Our cover story this month is Anthony Lydgate’s profile of one of that movement’s flag bearers, Balaji Srinivasan. If you have never heard of Srinivasan, one possible reason is that he is known to be hostile to journalists, who accordingly tend to avoid writing about him. (I think you’ll like how Anthony handles that in his story.) Srinivasan is certainly not as famous as some of the others in his circle — a group of wealthy disestablishmentarians grouped around PayPal founder and Trump financier Peter Thiel — but he has gradually become more widely known, most recently through the publication of a book called The network statuswhich came out earlier this year (no less on American Independence Day).

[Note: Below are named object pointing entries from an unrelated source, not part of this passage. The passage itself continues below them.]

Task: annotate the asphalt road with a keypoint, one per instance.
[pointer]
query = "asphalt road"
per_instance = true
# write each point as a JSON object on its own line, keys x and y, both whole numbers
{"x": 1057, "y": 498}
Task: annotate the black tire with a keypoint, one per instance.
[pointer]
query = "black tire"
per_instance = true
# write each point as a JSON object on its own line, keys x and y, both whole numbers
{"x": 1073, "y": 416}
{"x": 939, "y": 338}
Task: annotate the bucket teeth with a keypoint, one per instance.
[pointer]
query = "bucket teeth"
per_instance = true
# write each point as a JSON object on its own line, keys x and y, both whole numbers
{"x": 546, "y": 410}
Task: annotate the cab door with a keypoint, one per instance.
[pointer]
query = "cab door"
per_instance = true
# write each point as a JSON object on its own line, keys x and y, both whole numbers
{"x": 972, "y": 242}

The culmination of Srinivasan’s political thinking over the years, including an article he wrote for WIRED in 2013, calls on people to abandon traditional forms of government in favor of new, virtual states connected not by geography, but by what shared values they prefer. You could choose a state that provides universal health care, enforces vegetarianism, or genetically engineer your kids, and if you don’t like the way things are going there, you can simply stake and, digitally speaking, move to another jurisdiction.
This may seem crazy to you – or it may seem very reasonable. Srinivasan reflects a discontent that is widespread regardless of your politics. The idea that our existing electoral democracy is really just an elected oligarchy runs all the way from Curtis Yarvin, the neo-reactionary writer who advocates replacement of the system with a benevolent monarchy, to Hélène Landemore, the Yale political scientist who advocates a more hands-on – in the form of citizen participation called “Open Democracy”. Srinivasan’s world of self-sovereign, cloud-based digital states may seem like pie in the air, but isn’t it more so than Landemore’s vision of a polity deeply involved in discussing the kinds of questions we’ve traditionally outsourced to professional politicians and bureaucrats?
I think this is one of the most important questions we face today. As I wrote in a Reddit thread over four years ago, “we run 21st century societies on 17th or 18th century software”, the flaws of which are only becoming more apparent to everyone. Who gets to build civilization’s next software stack, and what it looks like, will be one of the defining challenges of the coming decades. I would say that it is therefore essential to pay attention to the ideas of people like Srinivasan, whatever you think of them.